There are some chores you forget about, or put off until you get that first negative temperature morning which reminds you that winter is on its way. When you live in an old, and not so insulated house you have to take extra care to preserve your heat in the winter. Not only do we need to stay warm but we need to keep the heating bill down to a minimum. So, this morning we started covering the windows with plastic, after we washed them inside and out. We ran out of plastic before we ran out of windows but we have a decent start and can finish them over the coming week.

The freeze last night also reminded us that we had two rain barrels full of water. If you don't want to replace your barrels every year you have to drain them before the hard freezes start hitting. Along with the rain barrel we drained the hoses and the water pump, and the garden fountain that the chickadees love so much in the summer.

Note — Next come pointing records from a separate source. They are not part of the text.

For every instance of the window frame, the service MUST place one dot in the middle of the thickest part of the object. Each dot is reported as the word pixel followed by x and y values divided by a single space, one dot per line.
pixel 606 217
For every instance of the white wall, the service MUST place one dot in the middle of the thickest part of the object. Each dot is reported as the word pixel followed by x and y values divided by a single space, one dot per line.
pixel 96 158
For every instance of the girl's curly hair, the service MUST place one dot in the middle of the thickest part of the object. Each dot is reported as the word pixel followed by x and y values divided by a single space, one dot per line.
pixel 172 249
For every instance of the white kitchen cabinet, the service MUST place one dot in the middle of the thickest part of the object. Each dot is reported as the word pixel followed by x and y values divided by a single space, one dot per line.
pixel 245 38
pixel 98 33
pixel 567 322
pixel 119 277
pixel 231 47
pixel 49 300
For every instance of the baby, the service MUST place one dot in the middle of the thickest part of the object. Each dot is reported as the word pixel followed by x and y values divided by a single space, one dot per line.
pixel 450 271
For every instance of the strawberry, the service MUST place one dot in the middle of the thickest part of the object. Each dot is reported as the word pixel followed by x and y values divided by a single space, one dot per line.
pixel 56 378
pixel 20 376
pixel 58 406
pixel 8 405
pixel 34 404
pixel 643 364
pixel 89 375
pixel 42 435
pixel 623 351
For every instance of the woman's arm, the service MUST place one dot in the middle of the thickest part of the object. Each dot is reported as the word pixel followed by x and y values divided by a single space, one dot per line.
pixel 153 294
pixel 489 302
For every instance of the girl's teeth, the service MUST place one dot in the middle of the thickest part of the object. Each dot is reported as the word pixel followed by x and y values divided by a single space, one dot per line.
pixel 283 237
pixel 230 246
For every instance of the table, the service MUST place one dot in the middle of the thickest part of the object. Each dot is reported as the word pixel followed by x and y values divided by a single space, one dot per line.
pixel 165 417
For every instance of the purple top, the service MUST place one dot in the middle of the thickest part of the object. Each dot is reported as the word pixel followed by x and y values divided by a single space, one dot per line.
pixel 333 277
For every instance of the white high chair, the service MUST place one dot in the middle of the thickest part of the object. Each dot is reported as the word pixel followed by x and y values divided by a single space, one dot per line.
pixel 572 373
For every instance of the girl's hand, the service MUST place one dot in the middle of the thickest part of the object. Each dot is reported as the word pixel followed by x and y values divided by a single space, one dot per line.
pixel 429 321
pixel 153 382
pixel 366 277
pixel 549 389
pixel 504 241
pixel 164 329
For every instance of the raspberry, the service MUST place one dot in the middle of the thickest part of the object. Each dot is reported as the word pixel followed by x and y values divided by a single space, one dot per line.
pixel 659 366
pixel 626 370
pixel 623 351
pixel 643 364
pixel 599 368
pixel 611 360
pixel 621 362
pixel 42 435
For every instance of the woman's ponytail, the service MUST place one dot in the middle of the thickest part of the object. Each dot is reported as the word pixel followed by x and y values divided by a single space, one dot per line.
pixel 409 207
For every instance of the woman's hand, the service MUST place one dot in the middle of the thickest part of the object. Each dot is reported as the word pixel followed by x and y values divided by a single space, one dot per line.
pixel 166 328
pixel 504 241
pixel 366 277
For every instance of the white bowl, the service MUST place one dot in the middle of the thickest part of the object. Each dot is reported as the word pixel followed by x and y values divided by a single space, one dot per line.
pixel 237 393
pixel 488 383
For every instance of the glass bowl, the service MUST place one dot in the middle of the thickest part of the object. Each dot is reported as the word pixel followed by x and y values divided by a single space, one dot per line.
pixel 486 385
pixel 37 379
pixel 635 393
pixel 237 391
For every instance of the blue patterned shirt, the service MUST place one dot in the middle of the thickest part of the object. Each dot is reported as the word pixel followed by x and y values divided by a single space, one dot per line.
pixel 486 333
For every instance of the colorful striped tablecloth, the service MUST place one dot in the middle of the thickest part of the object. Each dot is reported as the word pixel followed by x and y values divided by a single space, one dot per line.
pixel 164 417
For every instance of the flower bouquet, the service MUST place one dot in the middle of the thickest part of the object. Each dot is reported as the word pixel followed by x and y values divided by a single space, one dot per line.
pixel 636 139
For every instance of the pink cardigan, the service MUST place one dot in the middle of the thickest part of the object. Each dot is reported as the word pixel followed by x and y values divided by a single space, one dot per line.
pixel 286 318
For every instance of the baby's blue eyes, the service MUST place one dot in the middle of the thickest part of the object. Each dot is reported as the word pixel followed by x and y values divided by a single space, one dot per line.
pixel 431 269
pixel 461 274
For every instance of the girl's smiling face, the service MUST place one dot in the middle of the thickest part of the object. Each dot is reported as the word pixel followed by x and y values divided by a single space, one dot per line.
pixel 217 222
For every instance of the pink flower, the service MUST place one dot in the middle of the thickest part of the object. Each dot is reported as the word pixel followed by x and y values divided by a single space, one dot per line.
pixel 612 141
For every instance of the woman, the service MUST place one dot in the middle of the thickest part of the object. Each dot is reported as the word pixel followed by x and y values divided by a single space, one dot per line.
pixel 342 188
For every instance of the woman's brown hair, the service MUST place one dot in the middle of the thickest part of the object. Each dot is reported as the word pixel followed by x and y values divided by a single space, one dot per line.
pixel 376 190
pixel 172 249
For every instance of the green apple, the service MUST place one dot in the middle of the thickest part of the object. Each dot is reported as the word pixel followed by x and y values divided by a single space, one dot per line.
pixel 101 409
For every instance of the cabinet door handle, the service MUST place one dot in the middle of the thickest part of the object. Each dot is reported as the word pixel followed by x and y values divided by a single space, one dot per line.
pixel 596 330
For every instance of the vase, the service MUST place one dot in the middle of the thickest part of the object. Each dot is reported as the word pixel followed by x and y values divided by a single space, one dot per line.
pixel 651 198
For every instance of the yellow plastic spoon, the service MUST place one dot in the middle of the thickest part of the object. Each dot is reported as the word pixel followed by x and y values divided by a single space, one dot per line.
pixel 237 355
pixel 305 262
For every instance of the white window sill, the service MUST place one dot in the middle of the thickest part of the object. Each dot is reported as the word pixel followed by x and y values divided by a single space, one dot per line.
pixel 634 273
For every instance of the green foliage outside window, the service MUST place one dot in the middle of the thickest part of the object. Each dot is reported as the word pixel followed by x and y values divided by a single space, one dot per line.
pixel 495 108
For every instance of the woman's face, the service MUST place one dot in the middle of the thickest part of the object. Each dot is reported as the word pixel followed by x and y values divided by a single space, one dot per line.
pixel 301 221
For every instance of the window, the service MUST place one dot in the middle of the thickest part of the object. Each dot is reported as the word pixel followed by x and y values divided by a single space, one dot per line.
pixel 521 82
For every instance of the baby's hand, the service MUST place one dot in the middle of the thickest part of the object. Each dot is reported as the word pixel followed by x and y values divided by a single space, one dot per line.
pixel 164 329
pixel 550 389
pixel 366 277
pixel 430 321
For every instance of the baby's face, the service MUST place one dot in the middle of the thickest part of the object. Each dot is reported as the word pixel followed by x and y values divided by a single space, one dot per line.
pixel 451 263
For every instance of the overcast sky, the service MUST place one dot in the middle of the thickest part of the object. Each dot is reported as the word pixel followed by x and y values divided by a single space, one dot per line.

The last chore of the day was putting up the car shelter. Our garage has turned into a garden shed and last year the truck spent the winter in the driveway. The snow and ice weren't terrible but occasionally I wished we could park in the garage. This year we saved our money and bought the car shelter so the truck won't be covered with ice, snow, or frost every morning. We slightly underestimated the length of the truck but for now this will do well enough.

Unfortunately, building the shelter took the rest of the day and we have only just come back inside. The temperature was low enough out that we are both chilled to the bone and weary from working in the cold. Tonight will be a night for hot showers and wrapping up in lap blankets until the tenseness in the muscles release and we can finally go to our warm beds and sleep the night away, to wake up and start the next chore on the list.